Körperliche Gesundheit
ist die Ausgangsbasis für eine gesunde Psyche.

Betroffene haben häufig ein klares Gefühl, zumindest anfangs, dass sie ein körperliches Problem haben. Es ist schwer sich darin nicht verunsichern zu lassen und zu resignieren. Nur, weil wir etwas nicht finden, heißt es nicht, dass es nicht da ist! Auch wenn es mühsam ist - wenn die Tür zu Ihrer Lebenskraft verschlossen ist, lohnt es sich nach dem Schlüssel zu suchen, der wirklich passt!

Psychischer Stress kann körperliche Schwachstellen, die wir mitbringen, verschlechtern und Auslöser für die unterschiedlichsten Krankheiten sein. Es gibt Menschen, die große Herausforderungen erleben, deren Kindeheit nicht ideal war, und die dennoch kräftig, freudig und erfolgreich im Leben stehen.

Chronische Erkrankungen beginnen meist schleichend und entstehen über 10-20 Jahre. Das macht es schwer, sie von einer charakterlichen Veränderung zu unterscheiden. Für einige Menschen ist die Vorstellung, dass ihr Zustand ursächlich psychisch bedingt sei, eher beruhigend. Therapie tut nicht weh und ist sogar mit Zuwendung verbunden.
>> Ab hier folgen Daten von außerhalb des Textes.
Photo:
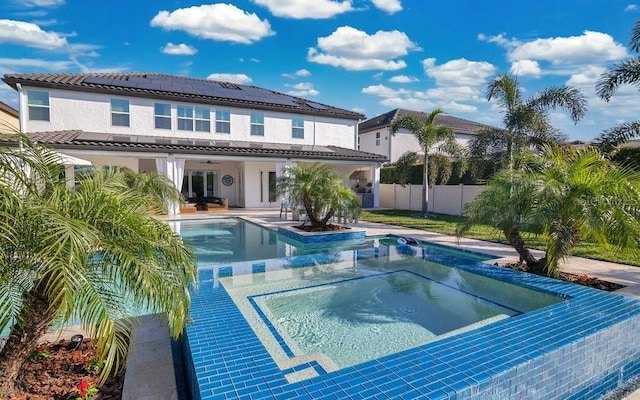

Man kann jederzeit damit wieder aufhören. Einer körperlichen Erkrankung ist man möglicherweise mehr ausgeliefert.

Meine 15jährige Tätigkeit als Psychologin und die Auseinandersetzung mit meinem eigenen Körper haben mich über die viele Jahre zu der Überzeugung geführt, dass “psychosomatische Probleme” öfter als man denkt, unerkannte körperliche Schieflagen sind.

Hormonelle Dysbalancen, unterschwellige Entzündungen, unentdeckte Schilddrüsenprobleme u.v.m. verursachen Energiemangel, Schmerzen, Niedergeschlagenheit, Übergewicht, Infektanfälligkeit, reduzieren die Belastbarkeit und können Selbstwertstörungen machen. Wenn die Medizin keine Ursache findet, ist es naheliegend zu fragen: “Haben Sie Stress?”